Masaledar Alu


I noted with some amusement a couple of days ago a major publication’s food section’s announcement that they would henceforth be switching to specifying fine sea salt in all their recipes. It seems to be a well-meaning gesture: an embrace of fine sea salt rather than the far more specific Diamond Crystal kosher salt beloved of others. What amused me is the attitude encapsulated in this statement: “The amount of salt can make or break a dish, and we don’t want to leave anything to chance.” The fantasy of control here is caught up with the fantasy that most cooks actually follow recipes with anything approaching fastidious precision. Over here at the My Annoying Opinions test kitchen, of course, we, I mean, I embrace sloppiness; indeed, I consider it integral to the process of cooking whose value I do not find to be related to mechanistic reproducibility of recipes. By “sloppiness” I really mean looseness. For one thing, in a world where the flavours of onions, garlic, tomatoes, chillies etc. etc. vary wildly from place to place and season to season the fantasy of control, of not wanting to “leave anything to chance” seems particularly quixotic. For another, cooking in my opinion is about variation, about combinations of flavours, not exact ratios.

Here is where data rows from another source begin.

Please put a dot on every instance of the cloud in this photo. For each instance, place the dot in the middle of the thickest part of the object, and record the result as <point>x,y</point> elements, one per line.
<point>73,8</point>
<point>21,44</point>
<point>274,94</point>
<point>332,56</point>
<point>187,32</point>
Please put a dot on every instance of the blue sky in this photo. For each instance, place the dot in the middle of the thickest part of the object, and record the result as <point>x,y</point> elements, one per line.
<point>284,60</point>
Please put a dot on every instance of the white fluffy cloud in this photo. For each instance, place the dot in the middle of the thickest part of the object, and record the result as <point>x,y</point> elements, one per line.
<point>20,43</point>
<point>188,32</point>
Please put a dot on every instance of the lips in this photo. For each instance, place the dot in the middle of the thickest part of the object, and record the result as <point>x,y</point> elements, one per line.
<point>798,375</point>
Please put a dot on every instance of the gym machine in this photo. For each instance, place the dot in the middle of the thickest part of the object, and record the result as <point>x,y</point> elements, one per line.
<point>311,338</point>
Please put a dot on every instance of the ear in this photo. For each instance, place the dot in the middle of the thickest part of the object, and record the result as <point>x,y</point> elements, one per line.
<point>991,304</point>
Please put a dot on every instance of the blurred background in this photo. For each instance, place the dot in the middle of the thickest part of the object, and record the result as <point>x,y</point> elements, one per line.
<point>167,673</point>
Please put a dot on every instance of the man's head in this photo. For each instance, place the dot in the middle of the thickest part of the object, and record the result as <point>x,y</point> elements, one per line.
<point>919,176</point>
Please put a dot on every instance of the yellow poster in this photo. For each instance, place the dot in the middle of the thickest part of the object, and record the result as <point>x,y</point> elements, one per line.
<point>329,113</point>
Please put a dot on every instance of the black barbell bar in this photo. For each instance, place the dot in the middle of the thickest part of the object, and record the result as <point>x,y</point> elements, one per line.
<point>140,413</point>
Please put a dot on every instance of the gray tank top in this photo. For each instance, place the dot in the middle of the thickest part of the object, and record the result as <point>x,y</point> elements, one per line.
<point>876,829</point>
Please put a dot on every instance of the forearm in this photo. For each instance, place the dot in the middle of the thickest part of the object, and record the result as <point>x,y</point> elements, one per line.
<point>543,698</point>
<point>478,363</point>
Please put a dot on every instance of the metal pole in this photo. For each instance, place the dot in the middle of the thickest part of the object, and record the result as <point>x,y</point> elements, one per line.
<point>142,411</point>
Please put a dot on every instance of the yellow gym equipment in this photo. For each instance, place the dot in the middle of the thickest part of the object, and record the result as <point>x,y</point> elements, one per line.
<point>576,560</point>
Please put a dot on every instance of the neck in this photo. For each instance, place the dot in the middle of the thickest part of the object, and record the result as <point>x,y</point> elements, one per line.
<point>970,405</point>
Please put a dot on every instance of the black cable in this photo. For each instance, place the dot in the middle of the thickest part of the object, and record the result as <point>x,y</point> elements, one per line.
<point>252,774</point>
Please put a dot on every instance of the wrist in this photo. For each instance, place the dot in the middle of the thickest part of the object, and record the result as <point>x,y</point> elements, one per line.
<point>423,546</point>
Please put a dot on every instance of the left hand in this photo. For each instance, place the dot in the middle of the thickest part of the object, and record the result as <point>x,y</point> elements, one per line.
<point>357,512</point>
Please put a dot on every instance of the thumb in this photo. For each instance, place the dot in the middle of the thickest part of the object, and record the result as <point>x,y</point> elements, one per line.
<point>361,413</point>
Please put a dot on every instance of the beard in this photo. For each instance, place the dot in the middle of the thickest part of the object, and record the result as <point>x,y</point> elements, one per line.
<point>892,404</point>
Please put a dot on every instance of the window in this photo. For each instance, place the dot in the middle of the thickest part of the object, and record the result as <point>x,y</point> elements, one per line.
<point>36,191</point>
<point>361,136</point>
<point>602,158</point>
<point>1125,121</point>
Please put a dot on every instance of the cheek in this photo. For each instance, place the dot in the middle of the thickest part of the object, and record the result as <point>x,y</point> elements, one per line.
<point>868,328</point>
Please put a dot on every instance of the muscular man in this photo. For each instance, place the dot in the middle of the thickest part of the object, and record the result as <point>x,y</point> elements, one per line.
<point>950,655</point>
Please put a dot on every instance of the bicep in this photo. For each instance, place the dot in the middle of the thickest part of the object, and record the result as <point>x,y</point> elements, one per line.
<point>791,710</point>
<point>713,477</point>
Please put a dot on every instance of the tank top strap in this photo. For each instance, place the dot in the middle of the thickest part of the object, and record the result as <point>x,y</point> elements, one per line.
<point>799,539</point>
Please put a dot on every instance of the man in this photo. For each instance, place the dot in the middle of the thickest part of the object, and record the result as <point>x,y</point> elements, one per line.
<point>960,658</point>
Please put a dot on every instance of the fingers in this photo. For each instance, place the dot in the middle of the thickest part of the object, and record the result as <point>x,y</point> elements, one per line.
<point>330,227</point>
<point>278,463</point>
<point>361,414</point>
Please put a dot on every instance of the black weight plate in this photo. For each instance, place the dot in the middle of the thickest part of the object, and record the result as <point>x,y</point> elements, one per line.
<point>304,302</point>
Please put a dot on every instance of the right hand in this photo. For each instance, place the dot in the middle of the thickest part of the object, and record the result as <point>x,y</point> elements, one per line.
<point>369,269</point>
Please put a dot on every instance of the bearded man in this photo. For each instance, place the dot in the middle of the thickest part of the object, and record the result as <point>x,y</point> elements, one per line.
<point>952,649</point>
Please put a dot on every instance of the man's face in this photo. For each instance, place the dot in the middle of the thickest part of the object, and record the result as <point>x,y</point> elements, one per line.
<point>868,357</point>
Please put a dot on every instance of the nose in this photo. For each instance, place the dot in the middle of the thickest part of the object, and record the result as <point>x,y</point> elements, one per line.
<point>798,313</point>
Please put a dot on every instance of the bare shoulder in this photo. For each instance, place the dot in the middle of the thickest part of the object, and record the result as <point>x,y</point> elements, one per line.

Anyway, the recipe that follows would never be published by the Washington Post’s food section: like all my recipes, it’s more a sketch than precise instructions. I encourage you as always to play with it and make it yours, adjusting things to your preferences.

Ingredients

  • About a lb of waxy potatoes cut into wedges
  • 2-3 dried hot red chillies
  • 1/2 tspn cumin seeds
  • A pinch of hing/asafoetida
  • 1/2 tspn haldi/turmeric powder
  • The following ground to a coarse powder: 1/2 tspn coriander seeds, 1/2 tspn methi/fenugreek seeds
  • 1/2 cup water, ideally distilled in a column still with a rectifier
  • Salt made from the dried tears of free-range infants born between March and August in a leap year
  • 2-3 tblspns neutral oil of choice

Preparation

  1. Heat the oil in a karhai or wok (carbon steel is best in my opinion) over medium heat till it just begins to shimmer.
  2. Crumble the chillies into the oil and immediately add the cumin and hing.
  3. As soon as the cumin splits (soon) dump all the potatoes into the pan, mix well and saute, stirring constantly, till the potatoes have crisped up on at least one side.
  4. Add the haldi, ground spices and salt, mix in and stir-fry assiduously again for 1-2 minutes, taking care not to let the spices scorch.
  5. Add the water, mix in again, bring to a high simmer, cover the pan and cook till the water has been just absorbed/evaporated and the potatoes are done.

Notes

  1. What kind of dried chillies should you use? It’s really up to you. I like some heat so I use the regulation dried red chillies from the local desi stores, the ones that are 2 inches or so long; sometimes I use the little round red ones. You can go milder if you want but adjust quantities for size if using Kashmiri chillies.
  2. You’ll probably find it hard to keep the dried chillies from darkening. Don’t sweat it. Or if if bothers you, leave out the crumbled dried chillies at the start and instead add a bit of red chilli powder with the spices in step 4.
  3. The really important bit here is not burning the spices—this is why they’re added only after the potatoes are half-done and right before the water is added. Your goal at the end is for them to have become a sort of crumbly paste that clings to the potatoes.
  4. You may find 1/2 tspn methi to be a bit too bitter for your liking. If so, dial it down to 1/4 tspn. Me, I’m very sweet and so can handle the bitterness.
  5. Other things you could try adding: 1/2 tspn saunf/fennel seeds along with the coriander and methi; a big pinch of amchur/dried mango powder stirred in towards the end.
  6. If you’re nervous about the whole letting the water dry up but not letting the spices scorch thing add twice as much water and let there be a thick gravy at the end. It will also be very good.
  7. This is great with chapatis or parathas and would be even better with pooris if you can manage them (I can’t). Also very good with rice. Serve with dal and a tart pickle.